01 março 2017

March 1st 1692: The Salem Witch Trials beginOn this day in 1692,...







March 1st 1692: The Salem Witch Trials begin

On this day in 1692, three women were brought before local magistrates in Salem Village, Massachusetts, thus beginning the infamous Salem Witch Trials. The women were Sarah Good, Sarah Osborne and Tituba and all three had been accused of witchcraft after local girls began experiencing strange fits.

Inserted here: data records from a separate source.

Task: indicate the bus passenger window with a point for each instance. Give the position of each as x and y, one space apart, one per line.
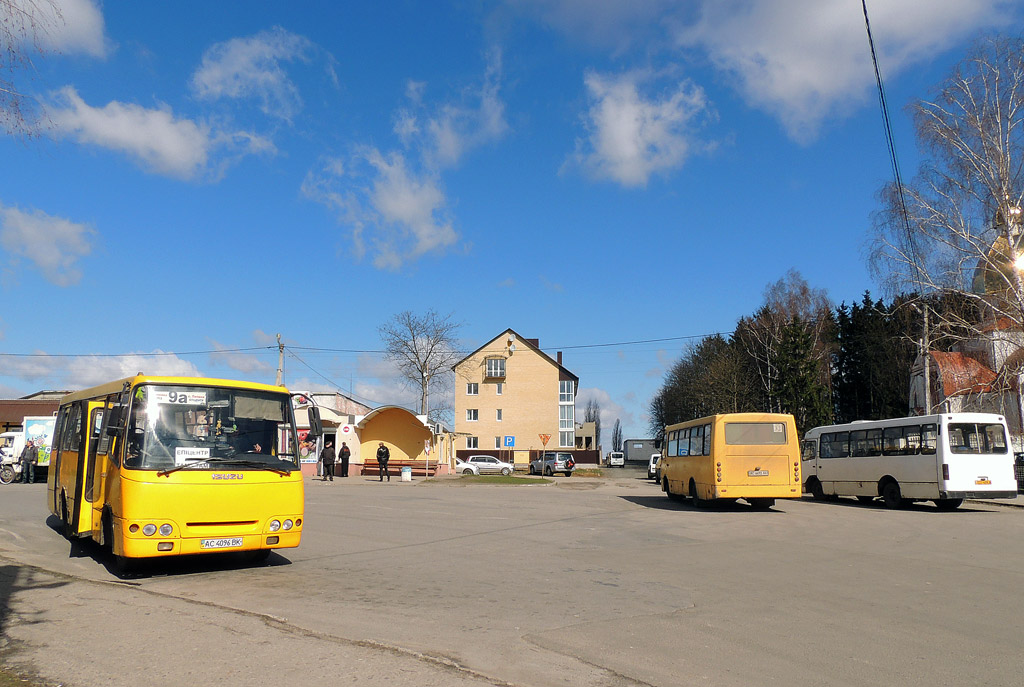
875 442
807 454
893 442
929 440
858 443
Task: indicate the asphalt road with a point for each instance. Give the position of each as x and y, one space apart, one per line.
584 582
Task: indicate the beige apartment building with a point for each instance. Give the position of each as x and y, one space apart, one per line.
509 395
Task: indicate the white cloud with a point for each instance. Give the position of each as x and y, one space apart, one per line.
73 27
85 371
403 210
156 138
804 60
394 201
251 68
53 245
239 360
632 136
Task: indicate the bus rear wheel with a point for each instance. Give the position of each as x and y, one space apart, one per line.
891 496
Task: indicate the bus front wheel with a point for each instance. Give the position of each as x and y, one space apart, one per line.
891 496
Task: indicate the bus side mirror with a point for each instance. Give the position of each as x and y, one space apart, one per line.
315 427
114 420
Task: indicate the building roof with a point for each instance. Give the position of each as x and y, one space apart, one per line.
962 375
13 411
531 343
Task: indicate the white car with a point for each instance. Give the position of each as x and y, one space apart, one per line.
464 468
488 465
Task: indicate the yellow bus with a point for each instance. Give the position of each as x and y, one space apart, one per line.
164 466
750 456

Given the lack of medical knowledge at the time and the preponderance of beliefs in the supernatural, witchcraft was the only logical explanation for their condition. The accused women matched the description of the stereotypical witch: Good was a beggar, Osborne rarely went to church and Tituba was a slave of different ethnicity. The women were interrogated by magistrates John Hathorne and Jonathan Corwin and Tituba eventually confessed to witchcraft, claiming Good and Osborne were her co-conspirators. The three were then sent to jail; Osborne died in jail, Good was hanged and Tituba (as a useful confessor) was kept alive and eventually released after the trials ended. The initial interrogation was followed by many more accusations of witchcraft throughout the village and the surrounding area, fueled perhaps by local rivalries, poisoned grain or just mass fear. The manhunt resulted in 19 ‘witches’ being hanged, one pressed to death and hundreds more imprisoned in horrendous conditions. The event is a famous example of mass hysteria and has become a cautionary tale for religious extremism and false accusations.